Small brokerage firms are taking their fight against having their accountants subject to regulation by the Public Company Accounting Oversight Board to the Senate.

The focus on the Senate comes after a compromise in the House of Representatives last week, first reported by Securities Industry News, that would give the Board the authority to decide whether auditors of small brokers need to register with them, rather than leaving the issue up to lawmakers.

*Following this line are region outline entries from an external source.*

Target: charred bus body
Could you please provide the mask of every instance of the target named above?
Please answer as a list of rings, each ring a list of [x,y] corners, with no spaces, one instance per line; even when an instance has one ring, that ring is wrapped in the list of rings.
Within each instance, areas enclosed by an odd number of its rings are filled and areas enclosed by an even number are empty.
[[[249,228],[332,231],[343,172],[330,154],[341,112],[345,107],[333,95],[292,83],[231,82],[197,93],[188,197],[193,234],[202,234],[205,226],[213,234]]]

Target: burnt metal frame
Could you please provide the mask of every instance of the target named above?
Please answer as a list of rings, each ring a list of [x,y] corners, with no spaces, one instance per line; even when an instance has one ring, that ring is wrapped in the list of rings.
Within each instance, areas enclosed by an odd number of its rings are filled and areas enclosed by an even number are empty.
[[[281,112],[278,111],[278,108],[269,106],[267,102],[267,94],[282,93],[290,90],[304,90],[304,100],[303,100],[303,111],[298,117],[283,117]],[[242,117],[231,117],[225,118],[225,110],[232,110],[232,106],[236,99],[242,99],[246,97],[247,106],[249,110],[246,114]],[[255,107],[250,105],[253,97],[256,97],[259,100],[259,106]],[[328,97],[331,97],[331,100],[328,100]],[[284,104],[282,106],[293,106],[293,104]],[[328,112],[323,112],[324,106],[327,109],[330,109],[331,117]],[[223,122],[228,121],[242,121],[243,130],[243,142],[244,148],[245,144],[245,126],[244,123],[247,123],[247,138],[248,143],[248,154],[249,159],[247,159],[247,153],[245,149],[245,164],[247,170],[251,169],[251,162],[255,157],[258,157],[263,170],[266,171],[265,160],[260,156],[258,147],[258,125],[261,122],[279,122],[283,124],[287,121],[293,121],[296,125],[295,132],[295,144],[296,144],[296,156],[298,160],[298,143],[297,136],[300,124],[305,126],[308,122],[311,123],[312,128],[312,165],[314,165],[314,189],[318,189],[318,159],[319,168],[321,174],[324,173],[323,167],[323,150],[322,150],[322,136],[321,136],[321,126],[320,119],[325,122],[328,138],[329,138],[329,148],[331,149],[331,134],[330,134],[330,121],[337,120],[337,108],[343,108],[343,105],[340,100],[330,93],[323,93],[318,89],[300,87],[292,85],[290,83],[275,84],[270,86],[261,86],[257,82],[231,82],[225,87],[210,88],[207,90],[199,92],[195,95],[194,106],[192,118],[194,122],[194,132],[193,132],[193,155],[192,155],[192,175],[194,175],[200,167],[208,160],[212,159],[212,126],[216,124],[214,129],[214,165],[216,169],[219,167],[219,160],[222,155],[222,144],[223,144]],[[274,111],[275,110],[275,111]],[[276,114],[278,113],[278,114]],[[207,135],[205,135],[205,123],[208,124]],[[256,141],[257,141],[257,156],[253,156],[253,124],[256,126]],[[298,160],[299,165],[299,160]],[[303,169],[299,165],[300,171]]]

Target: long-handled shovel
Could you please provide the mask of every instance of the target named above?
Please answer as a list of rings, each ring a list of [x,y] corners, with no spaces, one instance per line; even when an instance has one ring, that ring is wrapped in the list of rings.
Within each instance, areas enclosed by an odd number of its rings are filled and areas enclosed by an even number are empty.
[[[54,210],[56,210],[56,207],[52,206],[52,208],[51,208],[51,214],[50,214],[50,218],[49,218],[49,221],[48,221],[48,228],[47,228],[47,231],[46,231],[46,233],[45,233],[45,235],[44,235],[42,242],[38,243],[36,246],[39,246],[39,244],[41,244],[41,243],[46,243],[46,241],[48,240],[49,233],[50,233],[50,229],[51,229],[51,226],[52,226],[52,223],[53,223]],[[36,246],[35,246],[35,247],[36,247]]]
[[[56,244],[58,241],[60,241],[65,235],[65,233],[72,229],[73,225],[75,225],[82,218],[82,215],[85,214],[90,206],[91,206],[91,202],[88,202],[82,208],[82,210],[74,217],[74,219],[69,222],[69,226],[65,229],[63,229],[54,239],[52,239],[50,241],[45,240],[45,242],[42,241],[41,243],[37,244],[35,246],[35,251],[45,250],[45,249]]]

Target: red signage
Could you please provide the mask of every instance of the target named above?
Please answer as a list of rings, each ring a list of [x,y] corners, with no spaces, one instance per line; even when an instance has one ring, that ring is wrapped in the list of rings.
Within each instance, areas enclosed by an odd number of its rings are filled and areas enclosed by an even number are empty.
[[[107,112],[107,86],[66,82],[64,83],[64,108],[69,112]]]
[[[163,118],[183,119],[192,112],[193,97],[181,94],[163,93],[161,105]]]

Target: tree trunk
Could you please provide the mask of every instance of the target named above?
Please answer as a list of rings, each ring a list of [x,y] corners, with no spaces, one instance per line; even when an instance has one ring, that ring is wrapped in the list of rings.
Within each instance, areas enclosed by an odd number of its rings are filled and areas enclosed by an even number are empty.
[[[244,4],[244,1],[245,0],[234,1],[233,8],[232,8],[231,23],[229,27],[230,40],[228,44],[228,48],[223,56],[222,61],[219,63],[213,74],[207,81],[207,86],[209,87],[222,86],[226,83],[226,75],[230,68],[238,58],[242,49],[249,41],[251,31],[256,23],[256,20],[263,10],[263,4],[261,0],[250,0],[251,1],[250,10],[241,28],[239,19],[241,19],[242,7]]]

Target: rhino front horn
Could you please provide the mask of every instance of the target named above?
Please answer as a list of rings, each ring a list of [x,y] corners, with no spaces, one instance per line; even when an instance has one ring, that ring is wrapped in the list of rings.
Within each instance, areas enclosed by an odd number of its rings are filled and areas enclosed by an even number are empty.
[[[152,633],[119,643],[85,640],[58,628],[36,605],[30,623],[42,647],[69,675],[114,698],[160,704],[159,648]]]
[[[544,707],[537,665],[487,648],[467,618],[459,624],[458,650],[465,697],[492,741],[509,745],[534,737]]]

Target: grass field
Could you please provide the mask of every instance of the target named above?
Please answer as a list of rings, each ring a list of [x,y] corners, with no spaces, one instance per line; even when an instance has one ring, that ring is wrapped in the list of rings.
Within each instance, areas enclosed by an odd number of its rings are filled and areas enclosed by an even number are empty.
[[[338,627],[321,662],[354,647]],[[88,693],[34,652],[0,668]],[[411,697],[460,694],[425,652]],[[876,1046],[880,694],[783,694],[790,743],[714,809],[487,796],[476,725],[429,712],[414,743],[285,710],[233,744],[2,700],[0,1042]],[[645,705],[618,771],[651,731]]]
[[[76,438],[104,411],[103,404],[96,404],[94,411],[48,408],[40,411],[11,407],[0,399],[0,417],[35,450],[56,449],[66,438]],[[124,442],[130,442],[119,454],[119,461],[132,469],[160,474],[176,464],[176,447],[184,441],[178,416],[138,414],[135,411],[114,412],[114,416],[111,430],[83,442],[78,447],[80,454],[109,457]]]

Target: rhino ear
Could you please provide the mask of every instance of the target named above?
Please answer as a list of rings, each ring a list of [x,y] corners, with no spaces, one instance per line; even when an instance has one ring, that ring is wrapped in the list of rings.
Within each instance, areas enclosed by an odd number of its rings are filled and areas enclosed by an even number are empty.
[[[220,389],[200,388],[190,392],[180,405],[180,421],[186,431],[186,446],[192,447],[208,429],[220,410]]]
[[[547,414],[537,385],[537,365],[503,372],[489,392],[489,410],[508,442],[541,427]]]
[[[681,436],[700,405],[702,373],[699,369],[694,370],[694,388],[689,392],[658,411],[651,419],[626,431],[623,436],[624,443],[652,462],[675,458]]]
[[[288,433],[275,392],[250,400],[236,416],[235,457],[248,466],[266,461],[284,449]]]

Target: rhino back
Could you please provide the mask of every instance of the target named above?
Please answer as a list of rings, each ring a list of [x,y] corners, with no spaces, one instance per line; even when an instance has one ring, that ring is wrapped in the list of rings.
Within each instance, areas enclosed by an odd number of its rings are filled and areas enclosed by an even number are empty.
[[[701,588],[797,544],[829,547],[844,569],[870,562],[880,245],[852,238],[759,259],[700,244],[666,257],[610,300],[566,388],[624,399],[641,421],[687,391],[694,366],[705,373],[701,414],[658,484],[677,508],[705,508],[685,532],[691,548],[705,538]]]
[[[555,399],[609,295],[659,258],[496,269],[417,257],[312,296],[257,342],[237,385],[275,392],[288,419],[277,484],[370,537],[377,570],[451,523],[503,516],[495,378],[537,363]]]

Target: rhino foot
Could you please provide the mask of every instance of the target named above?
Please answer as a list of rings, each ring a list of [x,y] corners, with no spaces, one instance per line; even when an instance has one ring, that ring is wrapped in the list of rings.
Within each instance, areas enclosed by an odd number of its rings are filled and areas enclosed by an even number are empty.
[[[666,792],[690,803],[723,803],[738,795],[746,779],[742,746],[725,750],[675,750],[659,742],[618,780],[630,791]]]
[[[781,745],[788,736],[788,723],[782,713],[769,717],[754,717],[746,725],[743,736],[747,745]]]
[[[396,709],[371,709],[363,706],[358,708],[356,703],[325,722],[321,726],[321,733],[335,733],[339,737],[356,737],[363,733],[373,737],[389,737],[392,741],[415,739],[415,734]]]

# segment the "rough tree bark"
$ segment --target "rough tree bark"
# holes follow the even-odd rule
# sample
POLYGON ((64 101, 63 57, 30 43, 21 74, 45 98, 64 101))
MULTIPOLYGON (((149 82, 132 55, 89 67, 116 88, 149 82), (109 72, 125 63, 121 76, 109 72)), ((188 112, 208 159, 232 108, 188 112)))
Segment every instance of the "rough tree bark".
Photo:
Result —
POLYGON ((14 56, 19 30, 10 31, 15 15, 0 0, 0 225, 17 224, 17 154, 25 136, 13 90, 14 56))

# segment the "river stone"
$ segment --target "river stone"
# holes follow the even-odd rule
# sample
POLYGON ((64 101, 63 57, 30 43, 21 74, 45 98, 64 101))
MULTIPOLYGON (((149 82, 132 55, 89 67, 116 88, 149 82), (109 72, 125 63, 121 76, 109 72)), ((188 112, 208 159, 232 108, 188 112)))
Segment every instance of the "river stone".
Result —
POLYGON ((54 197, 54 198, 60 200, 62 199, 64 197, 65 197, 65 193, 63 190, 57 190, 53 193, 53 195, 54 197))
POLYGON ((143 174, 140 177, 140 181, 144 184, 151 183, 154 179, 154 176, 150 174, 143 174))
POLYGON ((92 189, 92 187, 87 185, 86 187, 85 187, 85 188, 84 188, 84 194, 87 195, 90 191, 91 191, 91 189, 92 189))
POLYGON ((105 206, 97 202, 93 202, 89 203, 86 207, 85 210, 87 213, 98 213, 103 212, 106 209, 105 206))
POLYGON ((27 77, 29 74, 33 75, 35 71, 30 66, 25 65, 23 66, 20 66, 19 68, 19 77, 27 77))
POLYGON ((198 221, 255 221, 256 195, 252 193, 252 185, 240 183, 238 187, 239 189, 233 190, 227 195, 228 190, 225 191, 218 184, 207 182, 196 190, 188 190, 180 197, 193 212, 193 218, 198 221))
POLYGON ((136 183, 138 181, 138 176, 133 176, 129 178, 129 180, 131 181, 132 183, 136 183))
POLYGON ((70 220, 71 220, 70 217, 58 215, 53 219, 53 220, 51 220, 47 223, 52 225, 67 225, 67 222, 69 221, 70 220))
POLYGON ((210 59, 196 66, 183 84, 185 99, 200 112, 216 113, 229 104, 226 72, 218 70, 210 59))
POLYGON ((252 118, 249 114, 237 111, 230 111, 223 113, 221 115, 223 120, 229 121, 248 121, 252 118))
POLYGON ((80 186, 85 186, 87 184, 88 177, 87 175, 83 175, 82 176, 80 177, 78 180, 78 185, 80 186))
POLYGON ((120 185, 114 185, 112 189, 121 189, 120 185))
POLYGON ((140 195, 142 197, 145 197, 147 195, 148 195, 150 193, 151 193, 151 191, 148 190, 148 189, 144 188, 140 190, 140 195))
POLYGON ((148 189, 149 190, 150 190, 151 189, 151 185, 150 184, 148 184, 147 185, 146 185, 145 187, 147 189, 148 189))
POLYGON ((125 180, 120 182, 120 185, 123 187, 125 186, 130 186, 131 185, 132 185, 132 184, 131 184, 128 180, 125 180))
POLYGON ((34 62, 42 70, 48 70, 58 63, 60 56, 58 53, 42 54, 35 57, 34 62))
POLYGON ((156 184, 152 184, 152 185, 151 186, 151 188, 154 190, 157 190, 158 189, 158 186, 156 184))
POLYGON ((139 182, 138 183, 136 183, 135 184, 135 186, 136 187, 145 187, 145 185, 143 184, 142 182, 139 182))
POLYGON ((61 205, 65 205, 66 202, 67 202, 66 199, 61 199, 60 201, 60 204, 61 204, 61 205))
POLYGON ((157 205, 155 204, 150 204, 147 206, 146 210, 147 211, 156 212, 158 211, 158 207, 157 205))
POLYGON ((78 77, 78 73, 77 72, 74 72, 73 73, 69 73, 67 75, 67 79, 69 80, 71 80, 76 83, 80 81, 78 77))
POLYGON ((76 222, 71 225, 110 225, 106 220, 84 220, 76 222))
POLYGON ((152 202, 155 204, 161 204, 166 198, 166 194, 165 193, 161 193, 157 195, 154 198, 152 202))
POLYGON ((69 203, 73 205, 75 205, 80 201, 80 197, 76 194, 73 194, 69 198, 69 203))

Like the original House proposal, the Senate plan-part of Banking Committee Chairman Christopher Dodd's financial regulatory package-seeks to broaden the regulatory scope of the public accounting board so that auditors of all broker-dealers would be required to register with and be subject to inspection by the Board.

 

Smaller broker-dealers say the proposed law would hike audit costs for independent broker/dealers so much that some firms would go out of business. Instead, "an amendment is needed to redirect the attention of the PCAOB auditors to the custodial broker-dealers where scams like [Bernard] Madoff's are more likely to be uncovered," an industry source said last week.

 

The PCAOB is a private-sector nonprofit corporation created by the Sarbanes-Oxley Act of 2002, to oversee the auditors of public companies to make sure they have adequate systems in place to prepare and deliver fair and informative financial reports to investors.

 

The National Association of Independent Broker Dealers (NAIBD) has been raising awareness of the issue by focusing on the nuts-and-bolts impact of the proposal on small broker-dealers. Stephen Distante, chief executive of Vanderbilt Securities and chairman of NAIBD, told Securities Industry News that the issue centers on heavy PCAOB requirements for auditors of public companies.

 

For an auditor to become PCAOB-approved, the firm must complete an application and pay a fee. The Board then inspects the accounting firm, which must prepare in a way that can require internal system changes and operational shifts, says Susan Coffee, senior vice president at the American Institute of Certified Public Accountants (AICPA).

 

For example, quality control documentation is required on policies and procedures, compliance with rules and regulations, and independence, among other things. The PCAOB's oversight of Sarbanes-Oxley requirements and accounting standards focuses on making sure, among other things, that adequate controls are place to make sure that financial assets accumulated in balance sheets and other reports actually exist; that verifiable documentation is maintained; and that adequate tests of those controls have been performed.

 

There are also operational impacts relating to how employees must be deployed, as staff members are moved from other tasks to monitor and control the procedures used to collect and report financial data. This hikes personnel costs.

 

The result, according to Coffee, is that broker-dealers can be hit with a double whammy: The PCAOB charges the broker-dealers fees to cover the inspections, and accountants also charge more for the audit, passing along their own costs associated with the inspections.

 

An Expensive Audit

If these requirements are extended to auditors of all broker-dealers, "That becomes a very expensive audit," Distante says. "My audit fee now is $8,000. I would be looking at between $50,000 and $100,000 if this is put in place. If the provision passes, small firms may have to determine whether they want to be in business any longer" (see box).